Show HN: Automating Postgres Data Recovery - csdvrx
https://github.com/csdvrx/pg_csdvrx
======
csdvrx
Background: On a server with a hardware RAID problem, about every large file
got corrupted during the yearly backup. As always, it is not so funny to
discover that less than a week after removing the good copies!

The gzip archives on their way to a new server were stationed on the RAID
during the corruption. gzip files with large corruption in the middle or the
beginning can't be saved. Only a few tsv files could be recovered.

There were directories from /var/lib/postgres that had been used to create the
gzip files, but most of the data was in /lost+found - about 9T, in big files
of 1G each.

The permissions indicated the file were postgres, and strings showed they
contained a lot of valuable information.

I found out about pg_filedump which helps you extract data but require many
manual steps. After testing the approach, I realized it was not possible to do
that on tens of thousands of files and many tables.
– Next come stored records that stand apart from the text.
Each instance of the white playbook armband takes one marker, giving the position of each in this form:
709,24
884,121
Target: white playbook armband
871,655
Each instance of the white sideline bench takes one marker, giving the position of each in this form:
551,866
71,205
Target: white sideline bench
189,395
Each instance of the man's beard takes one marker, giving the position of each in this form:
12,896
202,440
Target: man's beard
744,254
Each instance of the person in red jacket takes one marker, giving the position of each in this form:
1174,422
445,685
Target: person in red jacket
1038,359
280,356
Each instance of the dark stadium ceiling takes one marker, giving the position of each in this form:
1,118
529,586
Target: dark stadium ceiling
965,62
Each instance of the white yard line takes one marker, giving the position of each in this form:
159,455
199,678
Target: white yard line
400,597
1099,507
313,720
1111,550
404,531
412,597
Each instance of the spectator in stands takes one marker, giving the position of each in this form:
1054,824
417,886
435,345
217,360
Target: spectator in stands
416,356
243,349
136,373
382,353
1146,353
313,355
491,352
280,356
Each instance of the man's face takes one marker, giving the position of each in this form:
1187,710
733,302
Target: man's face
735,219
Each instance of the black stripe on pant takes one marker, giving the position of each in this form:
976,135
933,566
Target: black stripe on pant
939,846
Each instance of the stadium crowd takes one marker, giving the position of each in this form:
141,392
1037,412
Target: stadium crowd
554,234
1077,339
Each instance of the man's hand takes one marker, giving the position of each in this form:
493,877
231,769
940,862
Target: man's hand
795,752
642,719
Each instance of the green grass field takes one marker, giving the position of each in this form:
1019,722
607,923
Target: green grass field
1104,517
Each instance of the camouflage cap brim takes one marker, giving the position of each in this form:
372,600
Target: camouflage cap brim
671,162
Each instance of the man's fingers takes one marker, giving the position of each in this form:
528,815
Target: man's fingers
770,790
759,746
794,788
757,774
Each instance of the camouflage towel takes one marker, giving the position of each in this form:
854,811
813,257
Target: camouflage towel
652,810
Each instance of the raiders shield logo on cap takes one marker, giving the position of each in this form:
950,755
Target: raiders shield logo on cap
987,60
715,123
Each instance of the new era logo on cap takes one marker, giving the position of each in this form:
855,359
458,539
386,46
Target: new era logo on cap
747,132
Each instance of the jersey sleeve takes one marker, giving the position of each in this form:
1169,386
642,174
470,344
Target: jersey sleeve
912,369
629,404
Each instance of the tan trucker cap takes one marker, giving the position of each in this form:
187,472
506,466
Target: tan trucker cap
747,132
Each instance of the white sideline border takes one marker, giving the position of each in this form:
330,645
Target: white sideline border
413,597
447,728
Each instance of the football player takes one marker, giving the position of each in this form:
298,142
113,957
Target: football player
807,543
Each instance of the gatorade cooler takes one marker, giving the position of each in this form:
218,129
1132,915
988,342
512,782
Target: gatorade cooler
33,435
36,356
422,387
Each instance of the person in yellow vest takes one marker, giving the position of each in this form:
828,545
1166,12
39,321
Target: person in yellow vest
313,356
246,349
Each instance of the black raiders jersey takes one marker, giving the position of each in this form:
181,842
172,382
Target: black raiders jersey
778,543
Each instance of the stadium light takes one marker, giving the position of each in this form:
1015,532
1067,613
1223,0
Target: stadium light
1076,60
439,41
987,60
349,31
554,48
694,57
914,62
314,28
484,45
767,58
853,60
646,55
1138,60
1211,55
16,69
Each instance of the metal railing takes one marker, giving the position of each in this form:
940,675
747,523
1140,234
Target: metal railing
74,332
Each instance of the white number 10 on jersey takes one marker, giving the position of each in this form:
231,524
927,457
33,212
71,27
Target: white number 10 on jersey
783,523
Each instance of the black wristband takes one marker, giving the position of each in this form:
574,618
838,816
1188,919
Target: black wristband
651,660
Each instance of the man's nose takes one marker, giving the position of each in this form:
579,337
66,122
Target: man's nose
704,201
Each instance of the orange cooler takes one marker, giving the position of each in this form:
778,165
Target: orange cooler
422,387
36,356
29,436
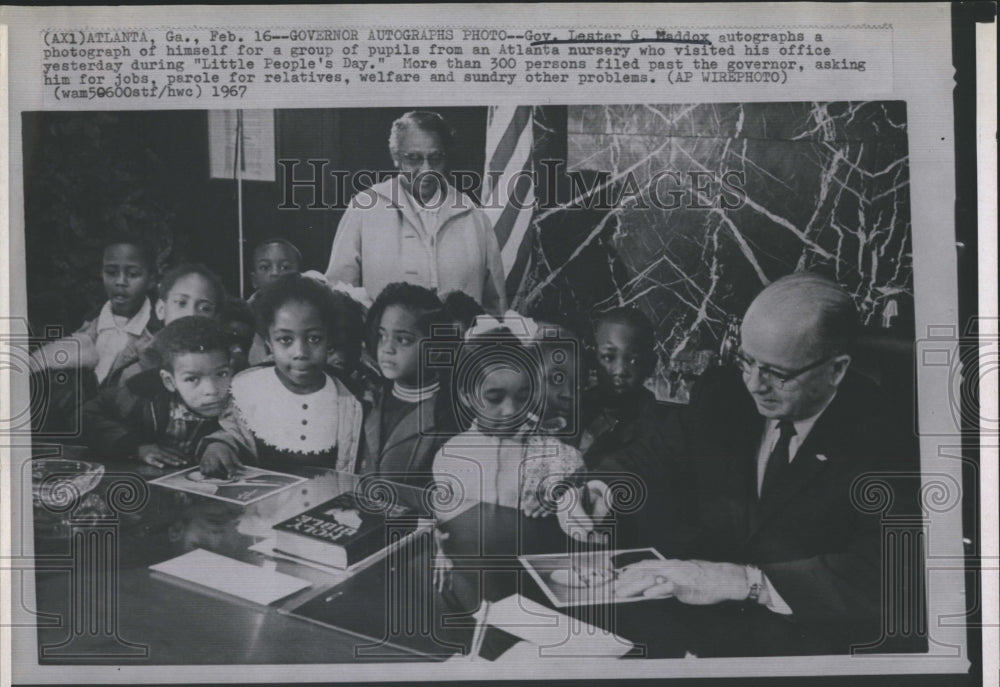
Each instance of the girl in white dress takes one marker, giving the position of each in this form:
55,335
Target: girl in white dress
293,412
499,387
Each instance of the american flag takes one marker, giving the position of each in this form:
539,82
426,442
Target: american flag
508,189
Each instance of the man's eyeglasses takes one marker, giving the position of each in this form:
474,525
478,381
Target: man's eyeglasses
770,376
417,159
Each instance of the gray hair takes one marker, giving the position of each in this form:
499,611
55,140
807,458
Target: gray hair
431,122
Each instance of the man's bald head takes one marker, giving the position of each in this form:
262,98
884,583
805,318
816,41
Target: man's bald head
800,322
814,311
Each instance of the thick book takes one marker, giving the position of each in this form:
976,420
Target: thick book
344,530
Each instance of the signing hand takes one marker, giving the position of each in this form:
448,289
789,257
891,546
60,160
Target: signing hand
691,582
159,456
578,510
219,460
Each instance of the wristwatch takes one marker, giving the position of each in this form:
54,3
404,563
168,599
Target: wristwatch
755,581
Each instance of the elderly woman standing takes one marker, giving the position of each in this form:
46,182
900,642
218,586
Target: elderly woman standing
417,228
So wrote a script that gives you a command ready to run with pg_filedump. I
also added support for the inet format to pg_filedump. Check the video to see
how to get a TSV ready to import in 3 steps if you do it by hand. You can also
script the script (!), which is very useful with large volumes of data.

Some lines will be lost, some record corrupted, but you can fix that easily by
checking the input records. And some data is better than no data!